Kay is a financial engineer. He develops stochastic financial models, designs statistical methods for analyzing financial data, examines simulation and other numerical algorithms for solving the associated computational problems, and performs empirical analyses. Much of Kay’s work is driven by important applications in areas such as credit risk management, investment management, and, most recently, housing finance. His research has been funded by the National Science Foundation, JP Morgan, State Street, Morgan Stanley, American Express, and several other organizations.
Kay has published numerous articles in operations research, probability, and finance journals. He has coauthored five United States patents.
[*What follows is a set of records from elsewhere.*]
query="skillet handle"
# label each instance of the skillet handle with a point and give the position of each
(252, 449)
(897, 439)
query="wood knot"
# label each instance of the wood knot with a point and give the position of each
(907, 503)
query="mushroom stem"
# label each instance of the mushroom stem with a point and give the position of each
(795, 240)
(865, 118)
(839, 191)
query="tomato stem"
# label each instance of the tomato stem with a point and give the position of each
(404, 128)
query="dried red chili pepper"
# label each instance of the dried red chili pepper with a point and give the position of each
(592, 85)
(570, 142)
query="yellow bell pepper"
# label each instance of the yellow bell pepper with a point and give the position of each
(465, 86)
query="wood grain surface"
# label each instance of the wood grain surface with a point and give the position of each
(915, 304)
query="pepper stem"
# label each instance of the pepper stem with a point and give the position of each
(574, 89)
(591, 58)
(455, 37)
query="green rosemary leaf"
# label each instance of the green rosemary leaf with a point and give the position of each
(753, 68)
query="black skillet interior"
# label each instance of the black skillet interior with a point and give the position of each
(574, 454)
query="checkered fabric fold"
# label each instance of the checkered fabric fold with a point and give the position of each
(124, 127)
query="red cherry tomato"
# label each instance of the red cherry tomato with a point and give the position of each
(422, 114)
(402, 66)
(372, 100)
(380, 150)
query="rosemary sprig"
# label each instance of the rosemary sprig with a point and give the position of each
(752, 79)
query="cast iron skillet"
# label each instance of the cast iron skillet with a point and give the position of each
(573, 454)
He is an Editor of Management Science in the Finance Area and an Associate Editor for Mathematical Finance, Operations Research, SIAM Journal on Financial Mathematics, Finance and Stochastics, Mathematics and Financial Economics, Journal of Credit Risk, and Journal of Risk.
Kay’s papers have won the SIAM Financial Mathematics and Engineering Conference Paper Prize (2014), the Fama/DFA Prize for the Best Asset Pricing Paper in the Journal of Financial Economics (2011), and the Gauss Prize of the Society for Actuarial and Financial Mathematics of Germany (2003). Kay is the recipient of the Management Science & Engineering Graduate Teaching Award (2007), a DFG Postdoctoral Fellowship (2002-03), and a Deutsche Bundesbank Fellowship (2002).
Kay advises several financial technology startups and has been a consultant to banks, investment and risk management firms, governmental agencies, and supranational organizations.